A recently published report titled the ‘2016 Cost of Data Breach Study: Global Analysis’ has suggested that the average cost of a data breach continues to climb, now reaching an average of $4million per breach, or $158 per record from a survey of 383 companies worldwide. This represents a 29% increase in the space of 3 years. All the companies surveyed for the study have experienced a breach, ranging from 3000 records up to 101,500.
Also included in the report is a rundown of data breach ‘Megatrends’ which make for interesting reading. Firstly, the point most organisations should take away is that the greatest financial loss businesses experience from a data breach is loss of business caused by negative press and a lack of trust in the company. So, although figures like $4million might sound shocking, it’s actually the loss of consumer trust in the wake of a breach which ends up costing companies the most money and there are steps which can be taken to limit this damage, such as strong public and customer relations.
Another interesting observation is that a longer breach takes to detect, the greater the overall cost of the breach, meaning good monitoring and rapid detection can also limit the damage. As for the causes of data breaches, the main cause continues to be criminal, malicious attacks specifically targeting the company. Of the breaches studied, 48% were caused by such attacks. Unfortunately financial and healthcare organisations are the ones who suffer most financially, due to the sensitive nature of their data, making consumer trust particularly easy to lose. These industries lose many more customers in the wake of a data breach than sectors such as retail or media. It’s not all bad news, because the report also observes that increased security measures such as encryption, stronger authentication procedures, data loss prevention technologies, strong management and employee training do result in reduced costs.
Typically for this type of report, they also analysed data by country, industry and size of breach and looked at the different factors affecting the overall cost of the breach. Firstly, results showed that breaches are of greatest expense in the US and Germany, with the lowest costs found in Brazil and India. The graph below illustrates the average cost over a span of 3 years for the different countries represented in the study.
They also noted that there’s a strong variation in cost depending on the industry affected. While the average cost came out at $158, this varied greatly with healthcare having an average of $355 and the public sector only $80. You can see the variation in the graph below. The cost of the breach also varied according to the number of records lost, as you’d expect, with the average for less than 10,000 records being $2.1million and $6.7million when the number of records exceeded 50,000.
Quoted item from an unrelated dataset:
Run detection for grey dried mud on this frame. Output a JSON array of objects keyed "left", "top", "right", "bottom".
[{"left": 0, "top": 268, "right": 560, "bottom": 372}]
As with the majority of data breach reports of varying sources and focuses, there are several key facts for us to take note of. Again. Firstly, monitor and detect breaches as quickly as possible. Secondly, develop a strategy to deal with the fallout of the breach which will go the furthest in retaining customer trust. Finally, invest in the human resource and technologies to prevent a breach occurring in the first place. While most companies are likely to experience a data breach, these steps might be the ones to prevent your organisation hitting the headlines.